MS. 18,160. The copyist has treated the Dark Night little better than the Ascent; except from the first ten and the last three chapters, he omits freely.

MS. 12,411. Entitled by its copyist 'Spiritual Compendium,' this MS. contains several short works of devotion, including one by Ruysbroeck. Of St. John of the Cross's works it copies the Spiritual Canticle as well as the Dark Night; the latter is headed: 'Song of one soul alone.' It also contains a number of poems, some of them by the Saint, and many passages from St. Teresa. It is in several hands, all of the seventeenth century. The copy of the Dark Night is most unsatisfactory; there are omissions and abbreviations everywhere.

M.S. of the Carmelite Nuns of Pamplona. This MS. also omits and abbreviates continually, especially in the chapters on the Passive Night of Sense, which are reduced to a mere skeleton.

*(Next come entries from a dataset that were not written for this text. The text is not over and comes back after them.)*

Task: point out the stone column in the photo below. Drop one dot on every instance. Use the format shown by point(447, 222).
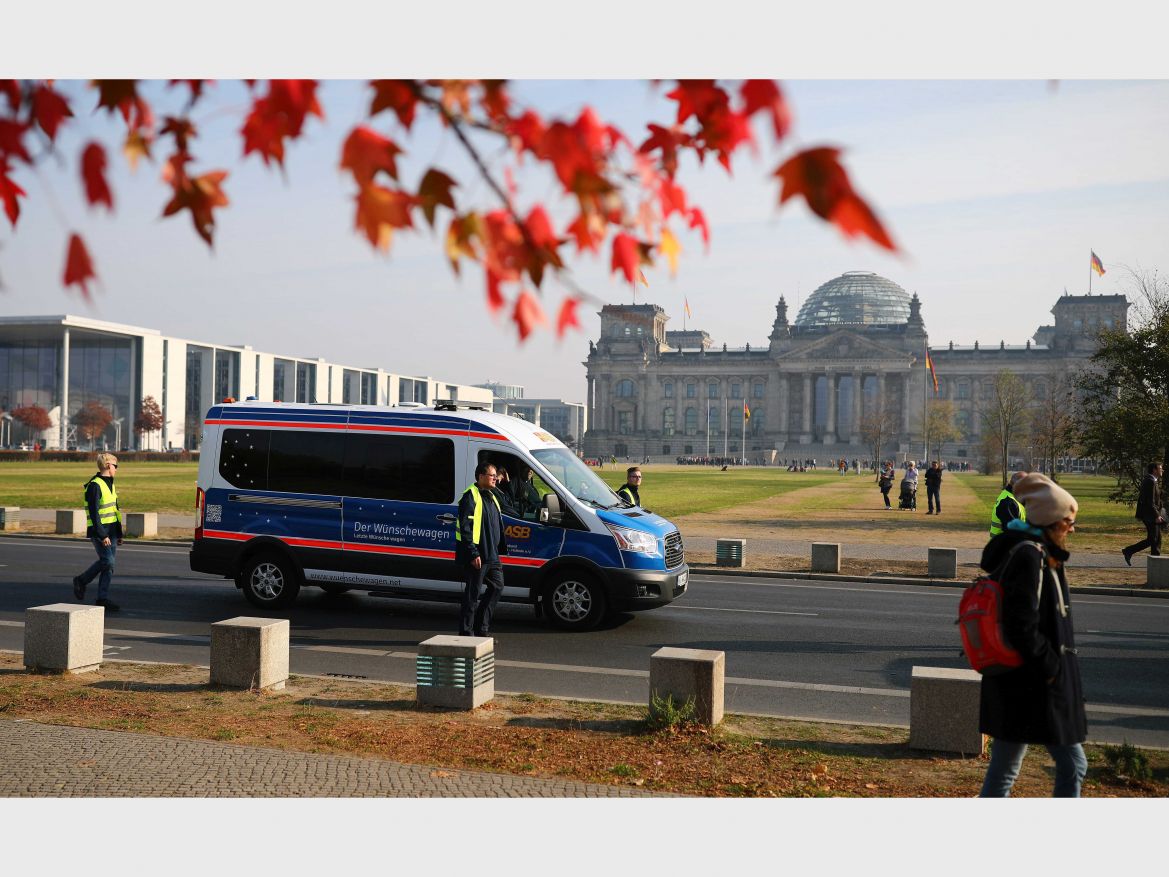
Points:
point(830, 426)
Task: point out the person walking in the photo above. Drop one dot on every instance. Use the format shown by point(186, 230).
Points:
point(103, 526)
point(1149, 512)
point(1007, 506)
point(934, 488)
point(479, 543)
point(628, 491)
point(1042, 701)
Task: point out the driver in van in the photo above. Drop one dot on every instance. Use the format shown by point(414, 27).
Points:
point(479, 544)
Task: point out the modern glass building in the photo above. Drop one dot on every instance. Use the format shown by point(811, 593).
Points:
point(63, 363)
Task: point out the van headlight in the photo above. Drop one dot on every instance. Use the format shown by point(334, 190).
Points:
point(634, 539)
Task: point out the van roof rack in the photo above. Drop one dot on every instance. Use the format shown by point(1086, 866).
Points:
point(452, 405)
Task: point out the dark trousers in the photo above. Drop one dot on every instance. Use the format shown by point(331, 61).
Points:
point(1152, 540)
point(481, 594)
point(102, 567)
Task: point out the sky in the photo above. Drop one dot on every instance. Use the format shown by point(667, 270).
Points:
point(995, 190)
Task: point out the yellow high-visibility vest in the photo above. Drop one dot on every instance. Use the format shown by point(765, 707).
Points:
point(106, 504)
point(477, 518)
point(996, 525)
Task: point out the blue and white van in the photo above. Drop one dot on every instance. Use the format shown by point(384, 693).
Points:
point(366, 497)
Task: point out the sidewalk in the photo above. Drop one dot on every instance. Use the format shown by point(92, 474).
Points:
point(56, 761)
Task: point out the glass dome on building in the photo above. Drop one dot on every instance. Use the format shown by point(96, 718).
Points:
point(856, 298)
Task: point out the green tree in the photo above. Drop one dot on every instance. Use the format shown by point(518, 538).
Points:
point(1126, 392)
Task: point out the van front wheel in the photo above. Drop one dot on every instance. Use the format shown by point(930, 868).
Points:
point(574, 601)
point(270, 581)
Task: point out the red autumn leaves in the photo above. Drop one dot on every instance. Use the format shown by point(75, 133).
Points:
point(622, 198)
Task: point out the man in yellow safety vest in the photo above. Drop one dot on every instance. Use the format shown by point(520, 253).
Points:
point(103, 526)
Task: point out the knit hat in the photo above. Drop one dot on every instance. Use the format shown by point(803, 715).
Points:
point(1045, 502)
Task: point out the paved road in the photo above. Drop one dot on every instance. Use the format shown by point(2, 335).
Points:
point(804, 649)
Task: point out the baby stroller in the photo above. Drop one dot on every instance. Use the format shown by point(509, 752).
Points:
point(908, 497)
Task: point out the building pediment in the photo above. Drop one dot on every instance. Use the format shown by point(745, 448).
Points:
point(844, 346)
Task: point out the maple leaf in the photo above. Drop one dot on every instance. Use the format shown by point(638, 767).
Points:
point(366, 152)
point(200, 195)
point(567, 317)
point(92, 174)
point(670, 248)
point(49, 109)
point(380, 212)
point(78, 266)
point(434, 191)
point(624, 256)
point(8, 193)
point(396, 95)
point(527, 315)
point(766, 95)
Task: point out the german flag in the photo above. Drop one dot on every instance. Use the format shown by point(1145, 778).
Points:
point(929, 365)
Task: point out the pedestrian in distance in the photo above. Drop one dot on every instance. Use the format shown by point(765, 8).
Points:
point(628, 491)
point(479, 544)
point(103, 526)
point(934, 488)
point(1149, 512)
point(1007, 506)
point(1042, 701)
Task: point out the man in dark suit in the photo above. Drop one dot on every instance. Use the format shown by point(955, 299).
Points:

Editio princeps. This is much more faithful to its original in the Dark Night than in the Ascent. Both the passages suppressed[17] and the interpolations[18] are relatively few and unimportant. Modifications of phraseology are more frequent and alterations are also made with the aim of correcting hyperbaton. In the first book about thirty lines are suppressed; in the second, about ninety. All changes which are of any importance have been shown in the notes.

The present edition. We have given preference, as a general rule, to MS. 3,446, subjecting it, however, to a rigorous comparison with the other copies. Mention has already been made in the introduction to the Ascent (Image Books edition, pp. lxiii-lxvi) of certain apparent anomalies and a certain lack of uniformity in the Saint's method of dividing his commentaries. This is nowhere more noticeable than in the Dark Night. Instead of dividing his treatise into books, each with its proper title, the Saint abandons this method and uses titles only occasionally. As this makes comprehension of his argument the more difficult, we have adopted the divisions which were introduced by P. Salablanca and have been copied by successive editors.

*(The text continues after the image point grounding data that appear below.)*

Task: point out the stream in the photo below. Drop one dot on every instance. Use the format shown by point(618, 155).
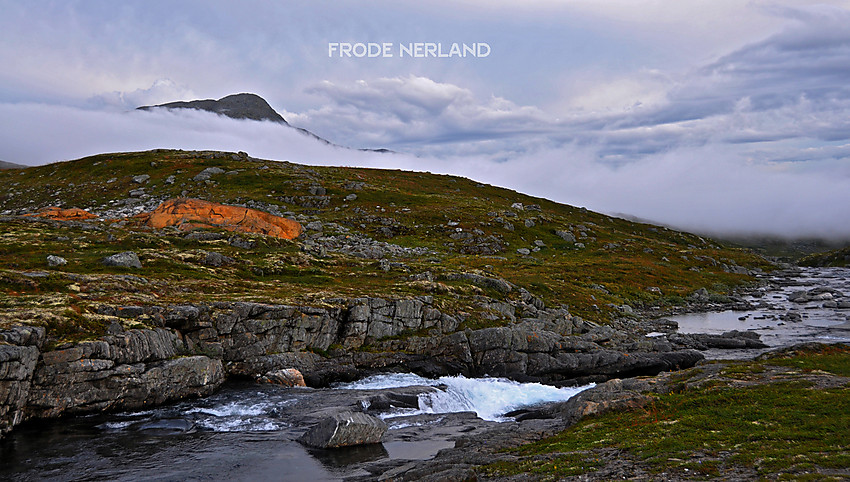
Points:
point(247, 431)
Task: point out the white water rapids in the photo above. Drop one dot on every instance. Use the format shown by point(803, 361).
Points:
point(489, 398)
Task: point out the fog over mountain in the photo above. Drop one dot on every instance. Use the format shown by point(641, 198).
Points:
point(714, 116)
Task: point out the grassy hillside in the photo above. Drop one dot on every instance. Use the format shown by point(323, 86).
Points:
point(458, 225)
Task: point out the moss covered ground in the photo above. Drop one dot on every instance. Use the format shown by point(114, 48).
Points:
point(784, 418)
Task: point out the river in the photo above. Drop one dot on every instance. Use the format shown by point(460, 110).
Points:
point(247, 431)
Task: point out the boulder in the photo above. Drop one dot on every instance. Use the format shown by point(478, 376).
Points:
point(195, 213)
point(127, 259)
point(345, 429)
point(288, 377)
point(54, 261)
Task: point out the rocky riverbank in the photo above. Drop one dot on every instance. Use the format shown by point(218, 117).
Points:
point(191, 349)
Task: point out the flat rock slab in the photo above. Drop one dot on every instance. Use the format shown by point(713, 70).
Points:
point(345, 429)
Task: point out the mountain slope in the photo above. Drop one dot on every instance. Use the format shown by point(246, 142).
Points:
point(368, 232)
point(11, 165)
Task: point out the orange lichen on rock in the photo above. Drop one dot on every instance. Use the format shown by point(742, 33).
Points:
point(195, 213)
point(59, 214)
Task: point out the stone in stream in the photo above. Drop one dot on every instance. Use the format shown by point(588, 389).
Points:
point(345, 429)
point(54, 261)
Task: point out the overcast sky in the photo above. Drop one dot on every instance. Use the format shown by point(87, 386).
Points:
point(716, 115)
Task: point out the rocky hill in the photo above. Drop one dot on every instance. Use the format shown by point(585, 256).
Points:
point(834, 258)
point(242, 106)
point(169, 269)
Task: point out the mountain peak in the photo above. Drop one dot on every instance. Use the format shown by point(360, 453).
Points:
point(237, 106)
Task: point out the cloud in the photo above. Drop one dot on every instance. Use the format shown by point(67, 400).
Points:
point(713, 189)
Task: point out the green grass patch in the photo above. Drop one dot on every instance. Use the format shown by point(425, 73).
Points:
point(830, 358)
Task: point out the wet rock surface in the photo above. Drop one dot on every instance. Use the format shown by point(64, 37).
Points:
point(345, 429)
point(193, 213)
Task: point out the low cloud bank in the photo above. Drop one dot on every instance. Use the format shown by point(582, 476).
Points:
point(714, 188)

M. Baruzi (Bulletin Hispanique, 1922, Vol. xxiv, pp. 18-40) complains that this division weighs down the spiritual rhythm of the treatise and interrupts its movement. We do not agree. In any case, we greatly prefer the gain of clarity, even if the rhythm occasionally halts, to the other alternative--the constant halting of the understanding. We have, of course, indicated every place where the title is taken from the editio princeps and was not the work of the author.

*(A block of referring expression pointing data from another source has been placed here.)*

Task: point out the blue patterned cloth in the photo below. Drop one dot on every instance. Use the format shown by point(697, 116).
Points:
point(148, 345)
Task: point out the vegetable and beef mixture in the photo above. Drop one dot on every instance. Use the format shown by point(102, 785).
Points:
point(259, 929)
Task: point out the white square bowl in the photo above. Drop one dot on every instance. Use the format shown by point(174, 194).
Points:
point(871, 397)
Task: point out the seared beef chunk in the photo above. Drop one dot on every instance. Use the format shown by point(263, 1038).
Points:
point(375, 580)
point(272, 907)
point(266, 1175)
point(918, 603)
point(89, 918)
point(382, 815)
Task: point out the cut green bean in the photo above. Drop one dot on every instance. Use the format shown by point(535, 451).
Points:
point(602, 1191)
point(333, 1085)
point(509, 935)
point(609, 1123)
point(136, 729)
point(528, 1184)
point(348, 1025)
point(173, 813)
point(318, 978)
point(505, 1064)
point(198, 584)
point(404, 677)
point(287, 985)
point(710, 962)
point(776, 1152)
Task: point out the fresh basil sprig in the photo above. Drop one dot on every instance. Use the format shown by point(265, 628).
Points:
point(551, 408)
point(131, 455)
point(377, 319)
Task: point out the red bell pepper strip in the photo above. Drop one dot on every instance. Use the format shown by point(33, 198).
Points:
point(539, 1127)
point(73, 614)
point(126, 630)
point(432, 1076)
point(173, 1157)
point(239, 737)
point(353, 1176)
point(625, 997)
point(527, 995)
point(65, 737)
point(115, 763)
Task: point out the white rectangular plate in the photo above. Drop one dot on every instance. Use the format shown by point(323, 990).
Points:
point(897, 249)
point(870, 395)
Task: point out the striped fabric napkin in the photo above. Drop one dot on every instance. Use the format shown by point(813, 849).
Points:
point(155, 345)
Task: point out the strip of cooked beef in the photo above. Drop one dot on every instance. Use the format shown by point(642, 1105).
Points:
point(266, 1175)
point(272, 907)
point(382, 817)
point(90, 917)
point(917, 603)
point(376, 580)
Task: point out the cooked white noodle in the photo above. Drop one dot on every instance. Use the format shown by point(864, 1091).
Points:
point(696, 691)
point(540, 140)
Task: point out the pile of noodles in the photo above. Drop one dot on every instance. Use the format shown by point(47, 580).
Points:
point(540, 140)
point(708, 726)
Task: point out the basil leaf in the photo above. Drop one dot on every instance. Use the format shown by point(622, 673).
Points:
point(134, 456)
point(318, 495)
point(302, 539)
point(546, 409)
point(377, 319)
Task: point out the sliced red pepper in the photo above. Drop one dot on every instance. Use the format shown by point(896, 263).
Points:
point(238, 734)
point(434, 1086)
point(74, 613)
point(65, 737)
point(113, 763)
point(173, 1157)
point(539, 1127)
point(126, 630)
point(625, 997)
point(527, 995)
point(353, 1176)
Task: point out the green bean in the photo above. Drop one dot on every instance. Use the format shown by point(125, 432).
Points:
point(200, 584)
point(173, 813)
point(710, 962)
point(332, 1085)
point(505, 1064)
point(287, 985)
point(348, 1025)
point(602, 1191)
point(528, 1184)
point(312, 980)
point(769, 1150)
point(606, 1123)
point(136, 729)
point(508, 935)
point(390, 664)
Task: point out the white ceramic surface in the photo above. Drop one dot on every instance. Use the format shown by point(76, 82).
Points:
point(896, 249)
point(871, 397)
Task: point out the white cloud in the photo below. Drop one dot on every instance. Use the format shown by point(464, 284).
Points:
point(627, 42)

The following abbreviations are adopted in the footnotes:

A = MS. of the Discalced Carmelite Friars of Alba.

B = MS. 6,624 (National Library, Madrid).

Bz. = MS. 8,795 (N.L.M.).

C = MS. 13,498 (N.L.M.).

G = MS. 18,160 (N.L.M.).

H = MS. 3,446 (N.L.M.).

M = MS. of the Discalced Carmelite Nuns of Toledo.

Mtr. = MS. 12,658.

P = MS. of the Discalced Carmelite Friars of Toledo.

V = MS. of the Discalced Carmelite Nuns of Valladolid.

E.p. = Editio princeps (1618).

MS. 12,411 and the MS. of the Discalced Carmelite nuns of Pamplona are cited without abbreviations.